Can you always finish work dead on time? I did 5 short days but often ran late as I was ‘just’ finishing something or someone would ask for something shortly before I was leaving. I wouldn’t recommend it but it is job specific

Rory17384949 · 06/09/2024 15:18

I think 4 full days is better so you get a full day with the DC.
That'll probably change when your eldest starts school though and working 5 days with early finishes would be better.

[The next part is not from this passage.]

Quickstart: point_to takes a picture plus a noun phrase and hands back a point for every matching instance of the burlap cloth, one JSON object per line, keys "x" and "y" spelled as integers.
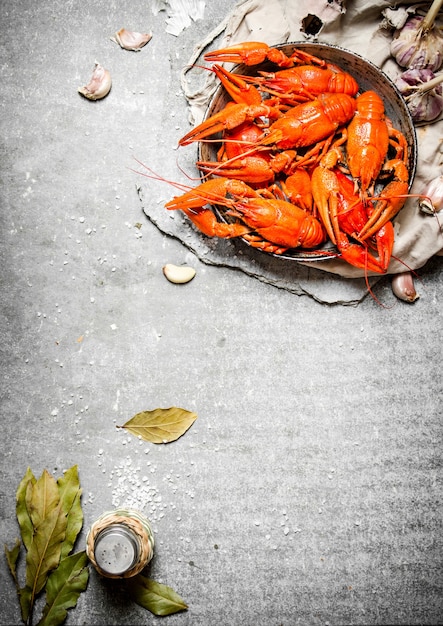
{"x": 361, "y": 26}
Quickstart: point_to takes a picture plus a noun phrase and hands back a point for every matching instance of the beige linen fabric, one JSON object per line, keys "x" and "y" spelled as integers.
{"x": 360, "y": 26}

NewName24 · 06/09/2024 16:54

Gizlotsmum · 06/09/2024 15:13

Can you always finish work dead on time? I did 5 short days but often ran late as I was ‘just’ finishing something or someone would ask for something shortly before I was leaving. I wouldn’t recommend it but it is job specific

I agree with this.

It is a totally different mindset on the day (and the evening before the day) you aren't going in to work. Much more relaxed, no 'packing pram bag / lunch / getting clothes ready the night before. Much, much nicer than clock watching at the end of the day / leaving before colleagues do / sometimes getting caught with something to finish / for what we used to refer to as 'the witching hour' at the end of the day when they are tired and grumpy after Nursery and you can't actually do anything nice with them.